Жил он один, но одиночества не знал. Утром, едва первые лучи солнца золотили макушки берёз, Иван уже был на ногах. Он доил свою коровушку Зорьку, разговаривая с ней тихо, как со старым другом. Потом шёл в огород — полоть грядки с морковью да свеклой, или в лес — за хворостом да за грибами. Работал он не спеша, но старательно, и каждая вещь в его руках будто оживала. Даже самый простой забор, который он чинил, становился не просто преградой, а частью пейзажа, гармоничной и прочной.
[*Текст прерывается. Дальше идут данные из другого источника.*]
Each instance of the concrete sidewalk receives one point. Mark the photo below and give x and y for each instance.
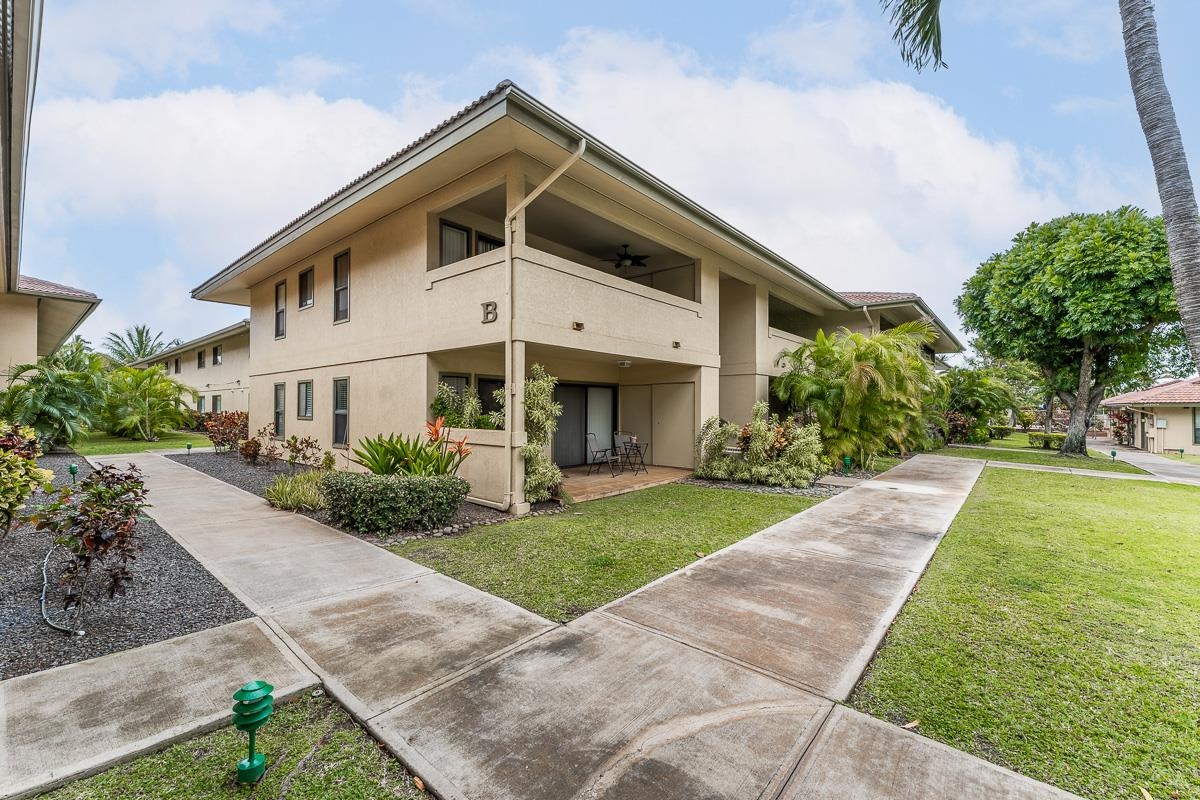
(719, 680)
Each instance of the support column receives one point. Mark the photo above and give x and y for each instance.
(516, 416)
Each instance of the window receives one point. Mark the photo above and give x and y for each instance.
(280, 398)
(342, 287)
(455, 242)
(304, 400)
(306, 288)
(341, 411)
(485, 244)
(281, 310)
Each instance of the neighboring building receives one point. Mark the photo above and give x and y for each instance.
(215, 365)
(35, 316)
(1165, 416)
(509, 236)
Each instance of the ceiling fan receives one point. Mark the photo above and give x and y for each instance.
(624, 258)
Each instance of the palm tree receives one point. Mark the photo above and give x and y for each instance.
(144, 403)
(918, 31)
(135, 344)
(868, 392)
(59, 395)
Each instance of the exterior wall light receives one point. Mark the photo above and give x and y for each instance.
(252, 708)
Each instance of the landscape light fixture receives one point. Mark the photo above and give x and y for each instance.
(251, 710)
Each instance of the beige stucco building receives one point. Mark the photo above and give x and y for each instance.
(35, 316)
(215, 365)
(509, 236)
(1165, 417)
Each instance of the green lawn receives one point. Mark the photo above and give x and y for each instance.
(313, 750)
(99, 443)
(1055, 632)
(1044, 457)
(561, 566)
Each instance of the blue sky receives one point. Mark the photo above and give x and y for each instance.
(169, 138)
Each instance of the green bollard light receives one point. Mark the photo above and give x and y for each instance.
(251, 710)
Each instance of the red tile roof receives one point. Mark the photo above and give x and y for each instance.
(37, 286)
(1181, 391)
(874, 298)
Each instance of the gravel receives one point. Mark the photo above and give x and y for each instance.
(755, 488)
(233, 469)
(171, 595)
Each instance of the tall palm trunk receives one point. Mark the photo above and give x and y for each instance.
(1175, 191)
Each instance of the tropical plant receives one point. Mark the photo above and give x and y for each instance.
(145, 403)
(1080, 298)
(918, 31)
(869, 394)
(771, 451)
(437, 453)
(136, 343)
(299, 492)
(96, 523)
(19, 474)
(227, 429)
(60, 395)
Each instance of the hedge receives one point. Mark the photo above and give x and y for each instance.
(1048, 440)
(381, 504)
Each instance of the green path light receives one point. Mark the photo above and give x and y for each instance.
(251, 710)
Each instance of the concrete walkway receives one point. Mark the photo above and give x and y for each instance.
(718, 680)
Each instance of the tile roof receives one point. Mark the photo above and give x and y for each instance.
(400, 154)
(873, 298)
(37, 286)
(1181, 391)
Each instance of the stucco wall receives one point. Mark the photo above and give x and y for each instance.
(18, 331)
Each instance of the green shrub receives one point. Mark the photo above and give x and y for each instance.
(298, 492)
(19, 474)
(771, 451)
(381, 504)
(1048, 440)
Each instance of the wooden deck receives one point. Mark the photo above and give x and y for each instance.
(583, 487)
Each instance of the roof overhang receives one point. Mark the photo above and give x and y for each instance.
(229, 331)
(503, 121)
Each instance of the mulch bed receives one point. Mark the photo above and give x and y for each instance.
(233, 469)
(171, 595)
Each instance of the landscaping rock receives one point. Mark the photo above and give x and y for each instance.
(171, 595)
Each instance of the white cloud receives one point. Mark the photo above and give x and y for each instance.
(827, 41)
(165, 36)
(306, 72)
(1093, 106)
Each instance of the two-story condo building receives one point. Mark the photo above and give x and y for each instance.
(509, 236)
(215, 365)
(35, 316)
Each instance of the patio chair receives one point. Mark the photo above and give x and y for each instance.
(603, 456)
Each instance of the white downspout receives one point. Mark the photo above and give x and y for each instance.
(509, 266)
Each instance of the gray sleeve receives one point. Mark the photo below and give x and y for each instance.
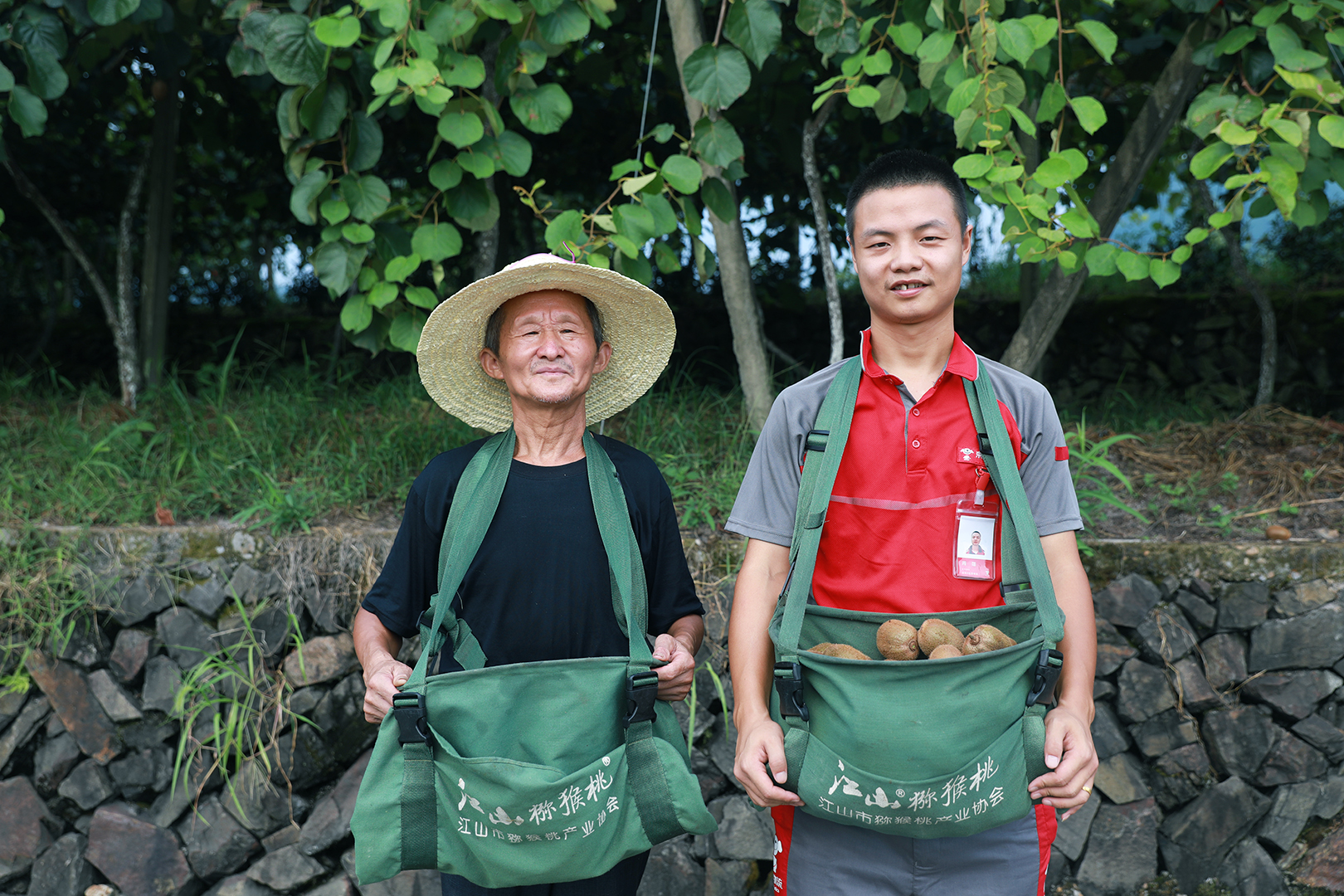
(769, 496)
(1050, 488)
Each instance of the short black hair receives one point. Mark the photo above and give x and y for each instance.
(496, 323)
(906, 168)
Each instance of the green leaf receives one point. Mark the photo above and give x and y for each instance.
(303, 199)
(1332, 130)
(436, 242)
(937, 46)
(972, 167)
(1090, 113)
(816, 17)
(1164, 273)
(446, 175)
(1234, 41)
(336, 265)
(719, 201)
(682, 173)
(1132, 266)
(1101, 260)
(383, 295)
(1099, 37)
(754, 27)
(717, 141)
(906, 37)
(566, 24)
(405, 331)
(358, 234)
(366, 143)
(542, 109)
(357, 314)
(335, 210)
(1209, 160)
(46, 77)
(515, 153)
(421, 297)
(110, 12)
(567, 227)
(461, 128)
(449, 21)
(472, 206)
(292, 52)
(402, 266)
(368, 197)
(27, 110)
(336, 32)
(1053, 101)
(717, 75)
(863, 97)
(891, 101)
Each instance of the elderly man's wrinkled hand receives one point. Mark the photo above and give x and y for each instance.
(382, 681)
(674, 677)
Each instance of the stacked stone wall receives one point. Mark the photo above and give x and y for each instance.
(1218, 724)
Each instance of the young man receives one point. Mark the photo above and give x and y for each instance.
(889, 540)
(546, 347)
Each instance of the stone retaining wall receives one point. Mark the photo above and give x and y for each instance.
(1218, 724)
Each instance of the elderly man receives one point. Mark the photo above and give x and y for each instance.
(544, 347)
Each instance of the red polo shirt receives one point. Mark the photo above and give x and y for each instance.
(888, 544)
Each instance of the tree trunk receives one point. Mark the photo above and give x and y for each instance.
(158, 264)
(1160, 113)
(819, 212)
(121, 319)
(1203, 202)
(734, 268)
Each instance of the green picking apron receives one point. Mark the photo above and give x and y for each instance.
(530, 772)
(925, 747)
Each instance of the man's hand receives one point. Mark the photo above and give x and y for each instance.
(761, 743)
(1073, 759)
(675, 677)
(382, 681)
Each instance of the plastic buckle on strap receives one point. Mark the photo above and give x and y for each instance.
(411, 722)
(788, 681)
(1049, 665)
(641, 692)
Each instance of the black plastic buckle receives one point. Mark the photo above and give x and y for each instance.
(788, 681)
(1049, 665)
(411, 722)
(641, 692)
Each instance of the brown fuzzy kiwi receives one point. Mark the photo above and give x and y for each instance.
(897, 640)
(936, 631)
(984, 638)
(840, 650)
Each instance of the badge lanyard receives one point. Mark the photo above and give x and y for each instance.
(976, 533)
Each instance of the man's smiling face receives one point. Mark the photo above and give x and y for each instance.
(908, 251)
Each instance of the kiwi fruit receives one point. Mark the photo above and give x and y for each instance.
(898, 640)
(936, 631)
(840, 650)
(984, 638)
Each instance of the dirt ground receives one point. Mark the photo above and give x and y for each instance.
(1230, 481)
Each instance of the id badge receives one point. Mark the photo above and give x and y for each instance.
(977, 527)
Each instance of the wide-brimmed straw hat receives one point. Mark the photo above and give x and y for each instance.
(635, 320)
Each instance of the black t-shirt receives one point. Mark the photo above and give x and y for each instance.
(539, 587)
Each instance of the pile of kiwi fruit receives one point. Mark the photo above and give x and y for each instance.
(934, 640)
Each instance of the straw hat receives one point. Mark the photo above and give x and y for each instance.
(635, 320)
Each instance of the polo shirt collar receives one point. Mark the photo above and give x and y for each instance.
(962, 362)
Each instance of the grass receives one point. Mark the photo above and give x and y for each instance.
(283, 449)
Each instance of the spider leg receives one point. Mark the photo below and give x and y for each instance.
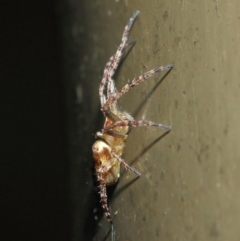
(125, 164)
(115, 59)
(114, 97)
(111, 88)
(121, 47)
(103, 195)
(135, 123)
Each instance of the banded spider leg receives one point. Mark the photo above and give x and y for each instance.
(108, 149)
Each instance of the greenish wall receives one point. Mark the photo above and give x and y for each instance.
(189, 188)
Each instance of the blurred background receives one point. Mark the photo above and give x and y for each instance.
(52, 58)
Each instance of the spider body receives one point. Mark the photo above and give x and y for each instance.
(108, 149)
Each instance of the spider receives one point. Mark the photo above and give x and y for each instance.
(108, 149)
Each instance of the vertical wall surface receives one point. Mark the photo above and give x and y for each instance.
(189, 188)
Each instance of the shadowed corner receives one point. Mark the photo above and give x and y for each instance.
(95, 211)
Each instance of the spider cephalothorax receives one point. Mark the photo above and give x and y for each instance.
(108, 149)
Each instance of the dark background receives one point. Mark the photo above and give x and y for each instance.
(34, 160)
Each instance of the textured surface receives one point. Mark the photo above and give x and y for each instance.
(189, 188)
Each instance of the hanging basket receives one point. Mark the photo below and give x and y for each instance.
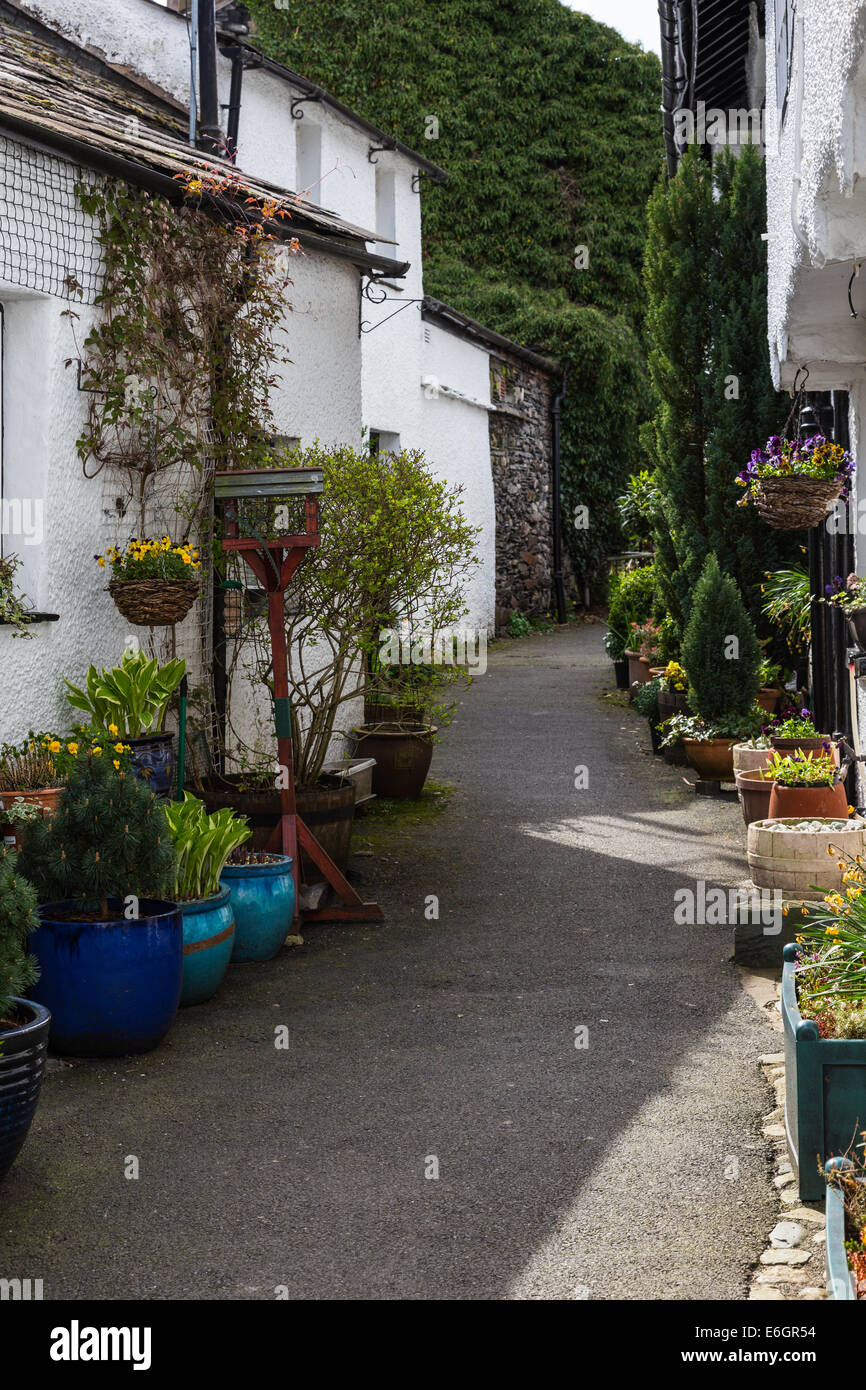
(153, 602)
(791, 503)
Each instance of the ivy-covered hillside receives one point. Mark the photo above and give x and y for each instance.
(548, 125)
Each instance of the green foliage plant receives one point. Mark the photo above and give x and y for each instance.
(18, 969)
(720, 649)
(129, 699)
(107, 838)
(202, 843)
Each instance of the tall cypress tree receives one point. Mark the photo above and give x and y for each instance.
(677, 270)
(745, 406)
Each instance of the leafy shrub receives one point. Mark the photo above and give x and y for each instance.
(18, 970)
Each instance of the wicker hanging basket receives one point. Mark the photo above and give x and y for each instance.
(791, 503)
(153, 602)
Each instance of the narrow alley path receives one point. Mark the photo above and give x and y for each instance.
(563, 1172)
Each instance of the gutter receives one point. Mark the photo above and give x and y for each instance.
(314, 93)
(114, 166)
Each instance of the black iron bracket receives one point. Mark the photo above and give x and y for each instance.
(380, 149)
(298, 102)
(374, 293)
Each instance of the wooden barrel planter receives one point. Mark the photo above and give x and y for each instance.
(793, 861)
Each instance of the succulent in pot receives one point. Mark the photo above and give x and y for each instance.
(203, 844)
(110, 938)
(129, 702)
(806, 784)
(24, 1026)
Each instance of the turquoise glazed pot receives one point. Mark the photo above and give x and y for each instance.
(209, 936)
(111, 987)
(263, 900)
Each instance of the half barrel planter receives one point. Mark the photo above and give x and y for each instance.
(209, 936)
(794, 861)
(113, 986)
(22, 1055)
(840, 1276)
(824, 1090)
(263, 904)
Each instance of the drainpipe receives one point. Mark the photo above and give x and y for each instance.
(193, 74)
(558, 521)
(210, 135)
(235, 53)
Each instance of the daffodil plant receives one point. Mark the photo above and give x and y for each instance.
(152, 560)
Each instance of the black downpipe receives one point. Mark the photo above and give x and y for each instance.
(558, 520)
(235, 53)
(210, 135)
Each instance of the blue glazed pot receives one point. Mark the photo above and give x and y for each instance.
(824, 1089)
(209, 936)
(113, 987)
(22, 1052)
(263, 900)
(153, 761)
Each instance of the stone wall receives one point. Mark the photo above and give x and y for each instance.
(521, 453)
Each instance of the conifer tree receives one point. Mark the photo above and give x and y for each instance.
(18, 970)
(677, 270)
(107, 838)
(720, 649)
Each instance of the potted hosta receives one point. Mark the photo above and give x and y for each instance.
(795, 733)
(794, 483)
(806, 784)
(615, 647)
(128, 704)
(851, 599)
(110, 940)
(153, 583)
(823, 1005)
(722, 655)
(263, 901)
(24, 1026)
(642, 651)
(202, 845)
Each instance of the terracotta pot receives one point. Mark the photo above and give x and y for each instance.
(768, 698)
(754, 795)
(749, 759)
(712, 758)
(809, 802)
(638, 669)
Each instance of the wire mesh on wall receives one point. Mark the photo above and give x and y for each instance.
(47, 241)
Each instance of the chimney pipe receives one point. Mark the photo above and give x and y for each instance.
(210, 135)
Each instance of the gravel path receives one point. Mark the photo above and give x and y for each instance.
(628, 1168)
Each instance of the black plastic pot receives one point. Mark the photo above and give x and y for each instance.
(402, 758)
(22, 1052)
(153, 759)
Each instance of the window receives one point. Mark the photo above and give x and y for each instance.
(307, 157)
(385, 206)
(784, 52)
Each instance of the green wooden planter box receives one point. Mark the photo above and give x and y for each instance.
(824, 1090)
(840, 1280)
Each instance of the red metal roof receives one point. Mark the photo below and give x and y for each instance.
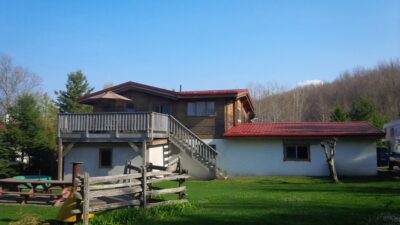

По вечерам, закончив дела, Иван любил сидеть на завалинке, смотреть, как садится солнце, окрашивая небо в розовые и лиловые тона. Он не был большим говорун, но любил слушать. Слушал, как старики на лавочке у колодца вели неторопливые беседы о житье-бытье, как ребятишки с визгом играли в горелки, как с дальнего поля доносилась заунывная песня пахаря. А иногда он брал в руки самодельную дудочку из ивового прута и наигрывал простые, грустно-радостные мелодии, под которые, казалось, и звёзды начинали мерцать ритмичнее.

В самой же середине села, на площади, где стояла небольшая деревянная церковь с голубыми куполами, находился дом кузнеца Трофима. Дом был крепкий, срубленный из толстых сосновых брёвен, с высокой трубой, из которой почти всегда вился дымок — не только от печи, но и от кузнечного горна, находившегося в пристройке. Кузнец Трофим был уважаемым человеком во всей округе. Он мог и подкову выковать, что держалась на коне десять лет, и соху починить, и узорчатый светец сделать, чтобы лучина горела ровно. Характер у него был суровый, как раскалённый металл, но справедливый. А сердце у Трофима, под грубой рубахой и кожаным фартуком, было большое и ранимое. Особенно после того, как несколько лет назад его жена, мать Марьюшки, ушла из жизни, простудившись в долгую, слякотную осень. С тех пор вся его нерастраченная нежность, весь свет, что теплился в глубине души, он отдавал дочери. Марьюшка была его отрадой, его продолжением, живой памятью о любимой.

-2

Марьюшка к шестнадцати годам стала писаной красавицей. Не той яркой, ослепляющей красотой, что бьёт в глаза, а тихой, светящейся изнутри. Волосы её, цвета спелой пшеницы, были заплетены в толстую, тяжёлую косу, которая, когда она распускала её по вечерам, покрывала плечи золотистым плащом. Глаза — большие, зелёные, с золотистыми искорками вокруг зрачков — смотрели на мир с добрым, но пытливым вниманием. От матери ей достался мелодичный голос, а от отца — упрямый подбородок и умение доводить начатое до конца. Она не только прекрасно справлялась с женской работой — стряпала, ткала, вышивала узоры, что, казалось, оживали на холсте, — но и с детства привыкла к звону кузницы. Могла и мехи раздуть, и подать нужный инструмент, а иногда, когда отец был в духе, он позволял ей самой попробовать выковать простой гвоздь или кольцо. И металл в её маленьких, но сильных руках будто слушался, становился послушнее.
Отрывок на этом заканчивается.